To change between full screen and non full screen at run time is as simple as
procedure TForm1.Button1Click(Sender: TObject);
FullScreen := not FullScreen;
This property was introduced in RAD Studio XE7 / Appmethod September 2014 release and works on Windows, Mac OS X, and Android (Immersive mode). However, there is not an implementation for iOS.
While each platform behaves differently according to its design and platform norms, I want to show you how you can add support for iOS without having to change the common code that works on the other platforms.
Under the hood – FullScreen & TPlatformServices
So first, before we add the service I also want to cover for other examples how you check for a supported PlatformService Interface.
FireMonkey’s TPlatformServices (defined in FMX.Platform) exposes the instance of TPlatformServices using the Current property.
Once you have the Current TPlatformServices instance it can be queried for support of specific interfaces. One of those new interfaces is the IFMXFullScreenWindowService. To find out if it is supported we need to create a variable to point to the service and then ask if its supported. e.g.

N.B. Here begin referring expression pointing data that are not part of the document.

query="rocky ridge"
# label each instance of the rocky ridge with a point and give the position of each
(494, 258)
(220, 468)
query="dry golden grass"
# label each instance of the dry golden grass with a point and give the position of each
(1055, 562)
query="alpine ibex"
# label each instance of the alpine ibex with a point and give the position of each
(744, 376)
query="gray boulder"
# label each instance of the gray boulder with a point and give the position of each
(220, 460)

if FFullScreenSrvice <> nil then
// its supported - make full screen
Once you have an instance of the Interface, you can then just call its methods. There is no need to free an interface as they are reference counted on all platforms.
Adding a new Interface implementation to TPlatformServices
To add a new platform service we again go back to TPlatformServices. There is a method called AddPlatformService. This takes 2 parameters, Firstly the interface you want to add and secondly the instance of an class supporting that Interface.

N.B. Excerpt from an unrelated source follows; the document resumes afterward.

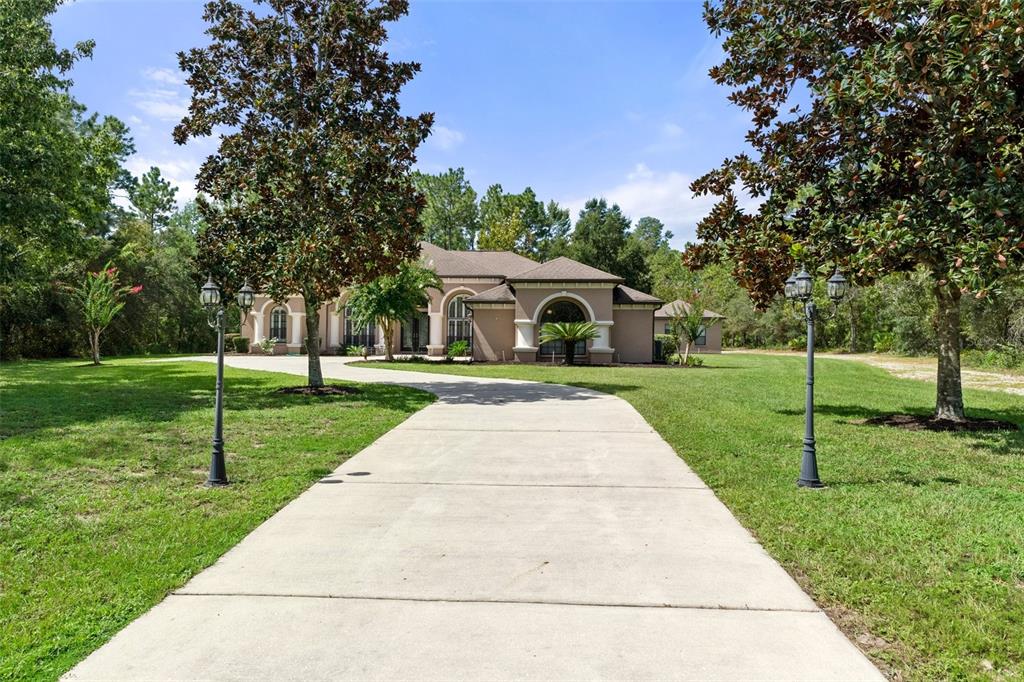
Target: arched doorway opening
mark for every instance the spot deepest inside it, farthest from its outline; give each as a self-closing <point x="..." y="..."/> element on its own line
<point x="460" y="324"/>
<point x="561" y="310"/>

Using what we learned earlier about creating an object that supports and interface we first need to define a class (TFullScreenServiceiOS) defined as a TInterfacedObject supporting the desired interface (IFMXFullScreenWindowService).

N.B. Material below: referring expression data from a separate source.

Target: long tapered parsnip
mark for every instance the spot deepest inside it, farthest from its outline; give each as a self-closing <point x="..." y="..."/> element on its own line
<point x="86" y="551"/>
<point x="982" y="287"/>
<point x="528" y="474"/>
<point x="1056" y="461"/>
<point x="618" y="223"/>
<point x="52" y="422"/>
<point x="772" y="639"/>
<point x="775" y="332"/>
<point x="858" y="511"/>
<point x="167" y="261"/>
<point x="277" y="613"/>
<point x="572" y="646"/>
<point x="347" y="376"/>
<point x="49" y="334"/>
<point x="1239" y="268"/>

Full code can be downloaded from code central so you can see how GetFullScreen and SetFullScreen were fully implemented in code.
TFullScreenServiceiOS = class(TInterfacedObject, IFMXFullScreenWindowService)
function GetFullScreen(....): Boolean;
WIth the object defined and implemented, you can then register an instance with the application at run time. As I only want this to register for iOS, one approach is to use IFDEF’s to call a register procedure during the initialisation of the application.
FullScreeniOS := TFullScreenServiceiOS.Create;
With this code in place, it is now possible to run the same application code on iOS and see the FullScreen := not FullScreen move the application in and out of FullScreen mode as it is now supported in iOS.
Thats it! – Creating a new class that implements code and supports the interface and registering the class to the TPlatformServices is all you need to do to expand and modify the TPlatformServices.